“Notwithstanding a few parliamentary turns of the wheel, this is now going to happen,” Clegg said, adding that “the old-fashioned rules … have been swept aside.”
In Britain, implementing the new rule means changing bits of several key constitutional documents, including the Bill of Rights and Coronation Oath Act of 1688, the 1701 Act of Settlement and the 1706 Act of Union with Scotland.
Lacey said if it is not done by the time the baby is born, uncertainty is bound to remain. A first-born girl could find her younger brother challenging her for the throne on the grounds that the law had not been changed at the time of her birth.
And what if Kate has twins? Experts say the firstborn will be the heir _ but things could get complicated if the succession rules are not changed before the birth.
“Say they have twins and a girl comes out first and 20 years later the boy turns out to be the more attractive character,” Lacey said. “People will say that at the time the law meant the boy should have inherited.”
Rebecca Probert, a professor at the University of Warwick’s school of law, said there are other issues that the law should address to bring the monarchy up to date.

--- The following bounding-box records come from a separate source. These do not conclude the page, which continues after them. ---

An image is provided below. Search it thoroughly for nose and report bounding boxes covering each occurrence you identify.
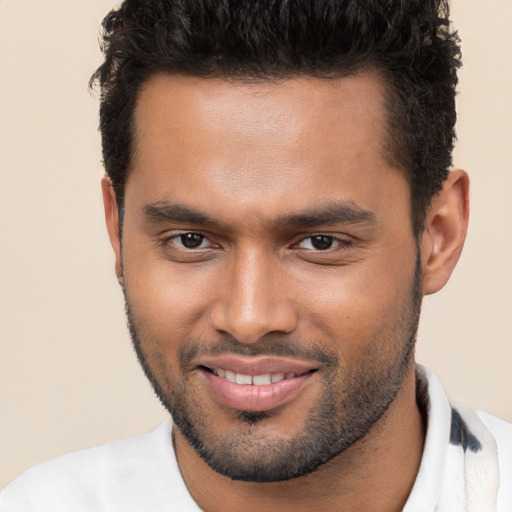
[210,251,297,344]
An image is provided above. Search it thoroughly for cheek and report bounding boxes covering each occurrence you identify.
[123,248,215,341]
[296,253,414,360]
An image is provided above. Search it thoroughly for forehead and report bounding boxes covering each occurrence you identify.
[127,73,403,222]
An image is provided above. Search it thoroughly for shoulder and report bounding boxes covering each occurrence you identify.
[0,422,172,512]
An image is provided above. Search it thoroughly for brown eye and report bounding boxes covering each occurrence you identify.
[179,233,206,249]
[310,235,334,251]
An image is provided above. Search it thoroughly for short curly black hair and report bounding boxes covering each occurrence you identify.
[91,0,460,235]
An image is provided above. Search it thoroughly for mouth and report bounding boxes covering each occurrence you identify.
[202,366,317,386]
[198,357,319,412]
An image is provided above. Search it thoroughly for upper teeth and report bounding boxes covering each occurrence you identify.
[212,368,296,386]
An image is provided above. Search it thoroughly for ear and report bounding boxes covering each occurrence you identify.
[101,176,123,286]
[421,169,469,295]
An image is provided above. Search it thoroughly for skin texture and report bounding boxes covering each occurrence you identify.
[102,74,468,511]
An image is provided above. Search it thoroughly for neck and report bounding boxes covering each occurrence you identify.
[175,367,425,512]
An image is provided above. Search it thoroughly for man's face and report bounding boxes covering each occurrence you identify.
[122,74,420,481]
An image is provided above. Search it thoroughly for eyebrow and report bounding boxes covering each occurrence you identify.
[274,202,376,228]
[143,201,376,229]
[143,201,224,227]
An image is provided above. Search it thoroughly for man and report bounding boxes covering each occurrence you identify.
[0,0,512,512]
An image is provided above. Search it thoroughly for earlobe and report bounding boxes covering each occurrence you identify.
[101,176,123,286]
[421,169,469,295]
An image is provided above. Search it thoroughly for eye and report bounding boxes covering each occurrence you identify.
[171,233,208,249]
[298,235,350,251]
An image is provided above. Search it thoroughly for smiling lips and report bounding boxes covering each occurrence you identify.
[199,356,317,412]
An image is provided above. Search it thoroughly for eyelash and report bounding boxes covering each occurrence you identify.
[161,231,352,253]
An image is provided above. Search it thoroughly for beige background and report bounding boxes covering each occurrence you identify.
[0,0,512,487]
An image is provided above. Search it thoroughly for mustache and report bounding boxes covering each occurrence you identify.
[179,335,339,371]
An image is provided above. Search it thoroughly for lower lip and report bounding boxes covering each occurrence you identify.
[201,370,313,411]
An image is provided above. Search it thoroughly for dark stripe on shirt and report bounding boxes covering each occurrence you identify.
[450,407,482,453]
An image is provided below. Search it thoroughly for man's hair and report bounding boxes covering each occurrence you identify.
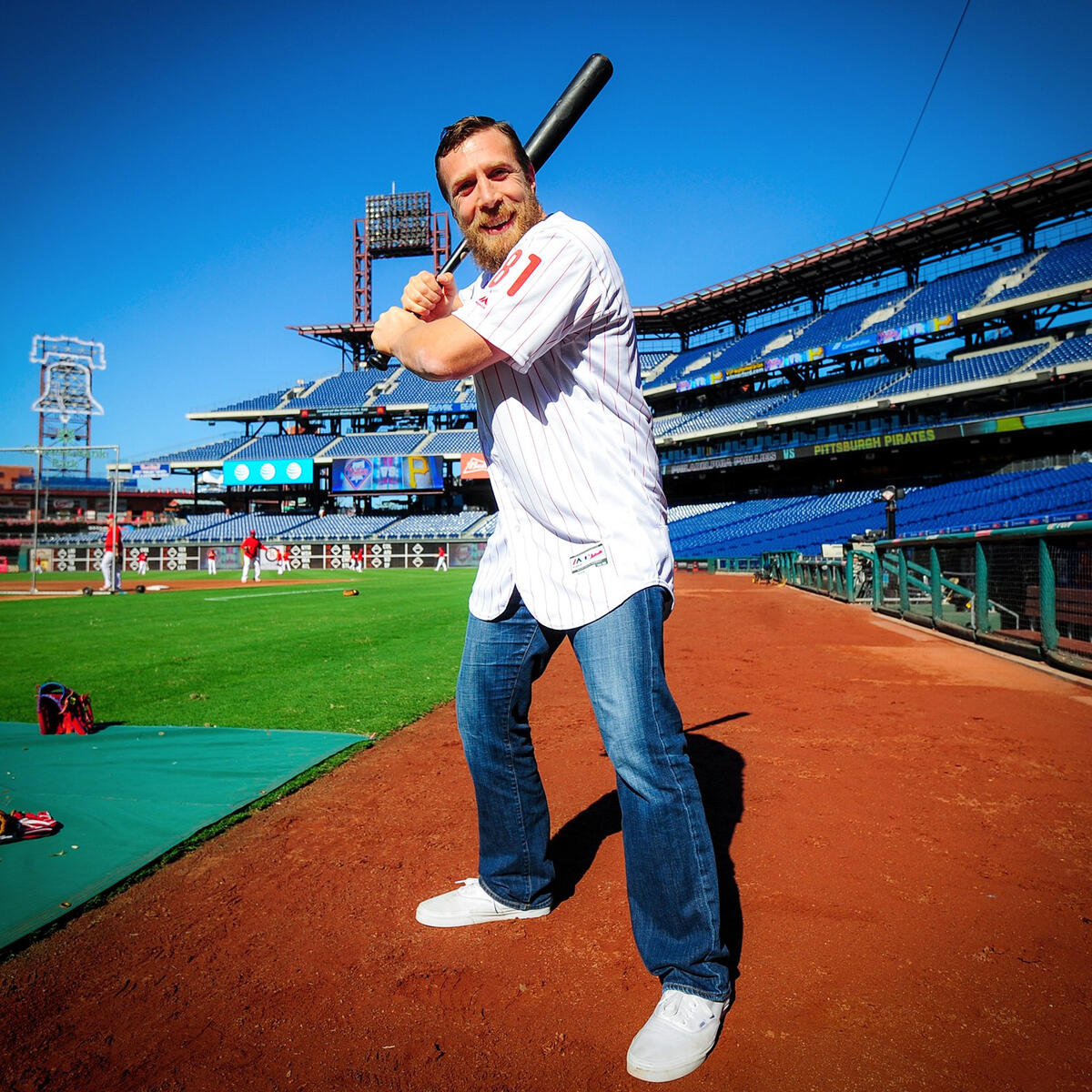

British monarchs are banned from marrying Roman Catholics, but not members of other faiths _ something Clegg said the new law would change.
An heir also cannot marry without the monarch’s permission, and can’t marry in a civil ceremony _ even though Prince Charles, William’s father, did just that when he wed his second wife, Camilla Parker Bowles, in 2005.
Probert said it’s important “to have a clause in there confirming that monarchs are able to marry in the same ways that are open to their subjects.”
But she thinks that may prove too complicated for lawmakers in the short term.
“They might decide in the interests of time to stick to the single issue of gender and leave the rest to a more convenient time _ which tends to be never,” she said.